Zdjęcie: KWP Rzeszów

Kilkadziesiąt tysięcy złotych straciła 67-letnia mieszkanka Rzeszowa, która padła ofiarą oszusta. Podawał się za policjanta. 

Do zdarzenia doszło w miniony piątek. Około 11:30 do kobiety na telefon stacjonarny zadzwonił mężczyzna. Twierdził, że jest policjantem i bierze udział w akcji przeciwko oszustom. Mężczyzna skutecznie wmówił mieszkance Rzeszowa, że jej oszczędności są zagrożone, musi je wybrać z banku i przekazać rzekomym policjantom.

– Oszust wskazał kobiecie lokalizację wpłatomatu, z którego powinna skorzystać. Podał jej również kod, którym ma się posłużyć wpłacając pieniądze – relacjonuje Adam Szeląg, rzecznik Komendy Miejskiej Policji w Rzeszowie. 

Kobieta wypłaciła z banku gotówkę w walucie euro, a potem przez telefon komórkowy wysłuchiwała instrukcji, co ma zrobić z pieniędzmi. 67-latka pojechała do jednej z galerii, tam wymieniła gotówkę na złotówki i wpłaciła do wpłatomatu. Gdy kobieta zorientowała się, że padła ofiarą oszusta, powiadomiła policję. Było już jednak za późno.

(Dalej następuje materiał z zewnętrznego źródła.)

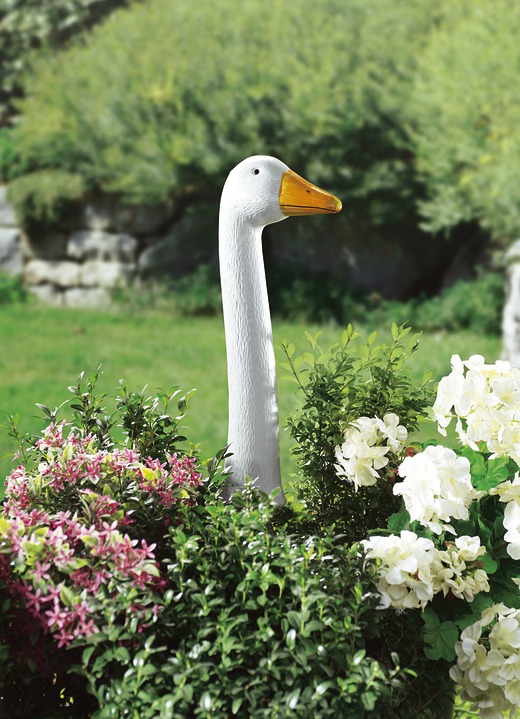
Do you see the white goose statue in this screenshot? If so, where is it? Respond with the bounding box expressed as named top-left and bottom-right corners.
top-left (219, 155), bottom-right (341, 505)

Funkcjonariuszom nie udało się zablokować przekazu. 

– To pierwszy przypadek w Rzeszowie, gdy przestępcy posłużyli się taką metodą przekazania wyłudzonych pieniędzy – twierdzi Adam Szeląg. 

Policjanci przypominają, że nigdy nie informują osób postronnych o swoich działaniach, nigdy też nie żądają przekazania pieniędzy, ani nie pośredniczą w ich przekazywaniu. – Do zdemaskowania oszustów wystarczy odrobinę sceptycyzmu i zweryfikowanie opisywanej historii – podkreślają funkcjonariusze. 

Aby sprawdzić wiarygodność rozmówcy, wystarczy zadzwonić na policję. Należy też pamiętać, by z dzwoniącym oszustem skutecznie przerwać rozmowę telefoniczną.